C) Kernel density estimation. Separately for each label class C (+/-),
estimate P(x|C) using the density estimator given by the kernel K
restricted to the training points form class C (no need for physical windows, as
the kernel is weightitng each point by similarity). Then predict the
class by largest Bayesian probabilities P(C|x) = P(C) * P(x|C) /P(x).
PROBLEM 1 [50 points] Clustering
First, decide on a similarity measure for the 20Newsgroup dataset. Use entropy and purity for evaluation (using the true class labels). For this problem, to get 50 points, you need to make clustering work for one of the A), B), C) below, not all three.

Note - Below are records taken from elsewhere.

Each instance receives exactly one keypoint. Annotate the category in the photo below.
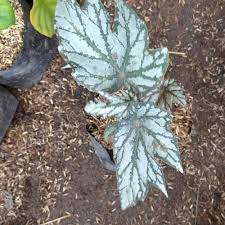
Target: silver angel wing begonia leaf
(140, 135)
(106, 60)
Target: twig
(196, 207)
(58, 219)
(178, 53)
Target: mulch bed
(48, 170)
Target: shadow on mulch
(57, 172)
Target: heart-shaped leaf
(7, 16)
(140, 135)
(106, 60)
(42, 16)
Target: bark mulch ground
(50, 173)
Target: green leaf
(140, 135)
(7, 16)
(106, 60)
(171, 93)
(42, 16)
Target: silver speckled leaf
(141, 135)
(106, 60)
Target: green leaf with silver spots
(119, 66)
(140, 135)
(103, 59)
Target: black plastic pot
(35, 56)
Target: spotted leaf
(103, 59)
(140, 135)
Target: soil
(52, 173)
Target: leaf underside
(107, 61)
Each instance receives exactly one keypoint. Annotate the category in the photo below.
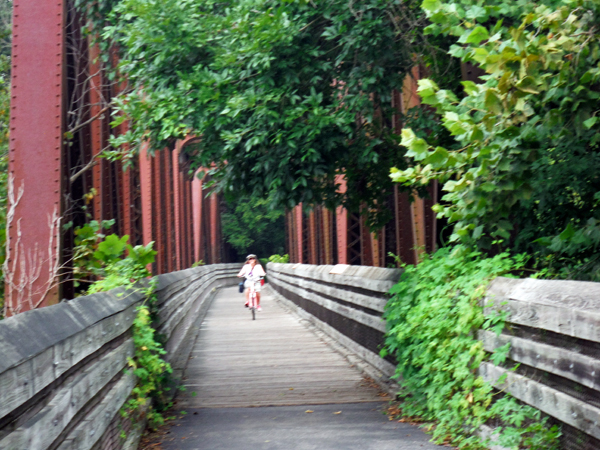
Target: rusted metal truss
(60, 123)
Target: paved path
(274, 362)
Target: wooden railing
(344, 302)
(554, 334)
(62, 368)
(553, 328)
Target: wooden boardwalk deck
(272, 361)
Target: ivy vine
(116, 264)
(433, 317)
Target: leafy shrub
(433, 318)
(118, 264)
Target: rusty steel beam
(299, 235)
(188, 235)
(197, 214)
(342, 224)
(35, 154)
(312, 238)
(214, 239)
(177, 203)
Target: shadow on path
(249, 385)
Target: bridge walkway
(273, 384)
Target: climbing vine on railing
(118, 264)
(433, 318)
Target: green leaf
(431, 5)
(477, 35)
(567, 233)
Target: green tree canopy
(526, 167)
(284, 94)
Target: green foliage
(148, 366)
(283, 259)
(251, 225)
(433, 318)
(5, 65)
(527, 137)
(284, 94)
(119, 265)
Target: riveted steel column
(146, 191)
(342, 225)
(177, 202)
(197, 214)
(35, 154)
(312, 238)
(214, 238)
(299, 235)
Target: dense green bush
(526, 155)
(432, 319)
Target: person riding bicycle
(253, 272)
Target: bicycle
(252, 306)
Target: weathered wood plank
(19, 384)
(559, 319)
(571, 365)
(241, 362)
(557, 404)
(386, 368)
(44, 428)
(87, 433)
(374, 322)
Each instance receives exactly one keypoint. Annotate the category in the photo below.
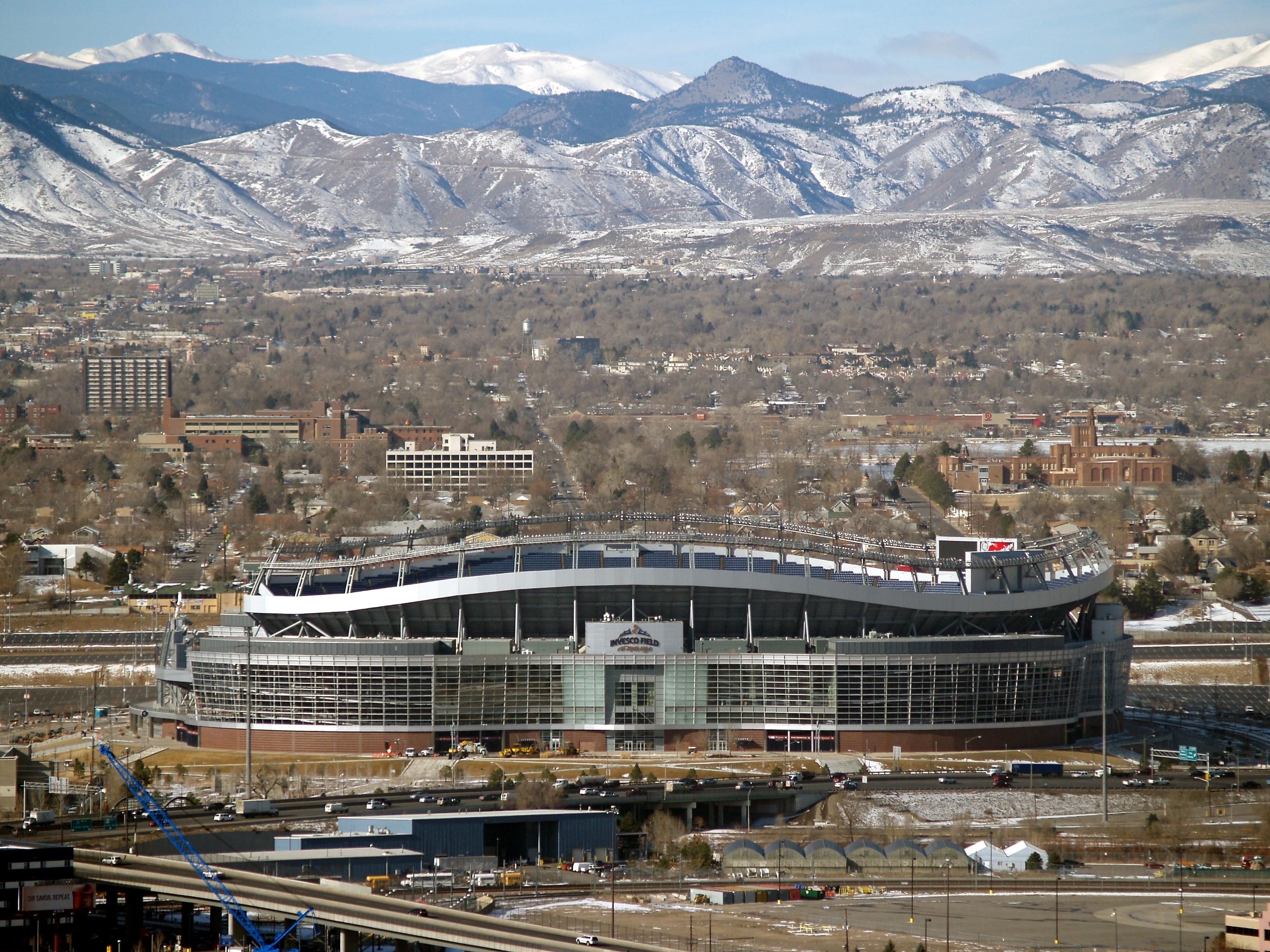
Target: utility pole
(1056, 908)
(248, 712)
(1105, 734)
(911, 888)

A) Use K-Means clustering on the 20Newsgroups datapoints. You can choose
appropriately K in advance (knowing the proper number of classes), but
you'll have to play with the initial centroids.
B) Use hiererchichal clustering on the 20Newsgroups dataset, with average-link distance between clusters.
C) [Extra Credit] Apply K-medoids, where the K-Means centers are not average centroids, but instead "middle" points.
PROBLEM 3[extra credit]
Same as problem 2, both K-Means and hierarchical clustering, on the digits dataset from HW5(training data, labels. testing data, labels). You can choose K=10 in advance.
PROBLEM 3[extra credit]
Clustering: Apply the EM algorithm on the entire Spambase
(both positive and negative) using a mixture of K=9 gaussians,
each gaussian 57-dim. For each cluster =gaussian/component, consider
the training datapoints that are most associated with it (highest
probability in the mixture, out of K probabilities), and observe the
highest count of these points: positive or negative - this is the
prediction label of the cluster.
Use the following testing schema: Assign each test datapoint to the
cluster given by the highest probability gaussian component. Use
the cluster label to make a prediction. Present the accuracy.
Alternative testing: use each cluster label to produce a mixture-score
prediction, weighted by probability for each component: F(x) = label_cluster1 *
P(x|cluster1) + label_cluster2 *P(x|cluster2) +.... + label_clusterK *P(x|clusterK). Present the AUC.